Thursday, March 2, 2017

The Great Wheel

The Great Wheel, by Joyce Ballou Gregorian

In January, I read the first two books in the Tredana trilogy, in which Sybil travels (at 11 and 19) to another world and takes part in world-changing politics.  I was really interested to read this last one, because while the first book, The Broken Citadel, was your basic fantasy novel, the next, Castledown, had some unusual elements and departed from the template in interesting ways.  The third features Sibyl in her 30s and I figured it might continue being unusual -- having an adult woman as the heroine of a fantasy novel is fairly unusual all on its own.  And yep, it delivered.

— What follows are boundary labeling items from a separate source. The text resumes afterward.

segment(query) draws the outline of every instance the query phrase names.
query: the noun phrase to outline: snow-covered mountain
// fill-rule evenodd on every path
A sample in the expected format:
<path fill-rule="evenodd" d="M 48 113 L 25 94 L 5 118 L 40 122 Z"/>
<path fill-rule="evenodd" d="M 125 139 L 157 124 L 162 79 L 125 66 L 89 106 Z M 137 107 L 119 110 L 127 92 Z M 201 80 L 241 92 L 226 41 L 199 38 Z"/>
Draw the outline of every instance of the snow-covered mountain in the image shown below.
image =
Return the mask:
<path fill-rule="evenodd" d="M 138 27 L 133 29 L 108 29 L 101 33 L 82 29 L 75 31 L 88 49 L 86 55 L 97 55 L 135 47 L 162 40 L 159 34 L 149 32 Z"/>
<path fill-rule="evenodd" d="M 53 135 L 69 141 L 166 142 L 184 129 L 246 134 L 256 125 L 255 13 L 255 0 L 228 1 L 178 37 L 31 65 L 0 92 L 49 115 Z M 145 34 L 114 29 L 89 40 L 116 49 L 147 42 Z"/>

Sybil has no memory of Tredana and is just trying to build a life for herself while divorcing her husband when she is suddenly transported elsewhere.  She finds herself a prophesied sword-bearer in the entourage of Tibir the Lame, nomadic conquering king -- think the Golden Horde -- and he's in the midst of taking over all the lands and cities she once knew.  Still without any memories, Sybil meets her husband, her lover, and her daughter as they are all swept into the train of this great king.

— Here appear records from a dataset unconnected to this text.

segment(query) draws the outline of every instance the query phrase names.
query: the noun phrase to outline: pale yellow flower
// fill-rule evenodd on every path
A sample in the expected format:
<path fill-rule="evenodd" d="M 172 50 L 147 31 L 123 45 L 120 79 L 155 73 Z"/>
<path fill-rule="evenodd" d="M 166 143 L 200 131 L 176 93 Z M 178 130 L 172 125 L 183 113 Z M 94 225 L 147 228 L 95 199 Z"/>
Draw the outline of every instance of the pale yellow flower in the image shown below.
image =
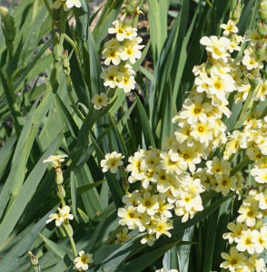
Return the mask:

Actually, half the story is told from the daughter Tamara's point of view, so it's not that ground-breaking.  But it's a pretty good story and also really....odd.  Structurally speaking, it's kind of weird that Sybil's husband, the villain of the last book, isn't there at all.  Instead they all wind up living with, essentially, Tamburlaine as he conquers the world, and they don't seem to mind all that much.  Sybil, who goes through a mystical experience and has no memory, has every reason to fall in with the plan, but her husband is set to become a vassal king and is surprisingly okay with that.  The boyfriend doesn't seem to mind giving up his position as a desert sheik in order to become an honored bodyguard.  A couple of other characters do point this out, especially to the husband, so it is ambiguous, but on the whole, everybody really likes Tibir and he's cast as a hero.  It's certainly different than your average sword-and-sorcery novel.

It's too bad these have been out of print for so long; I'd love to know what other book bloggers think!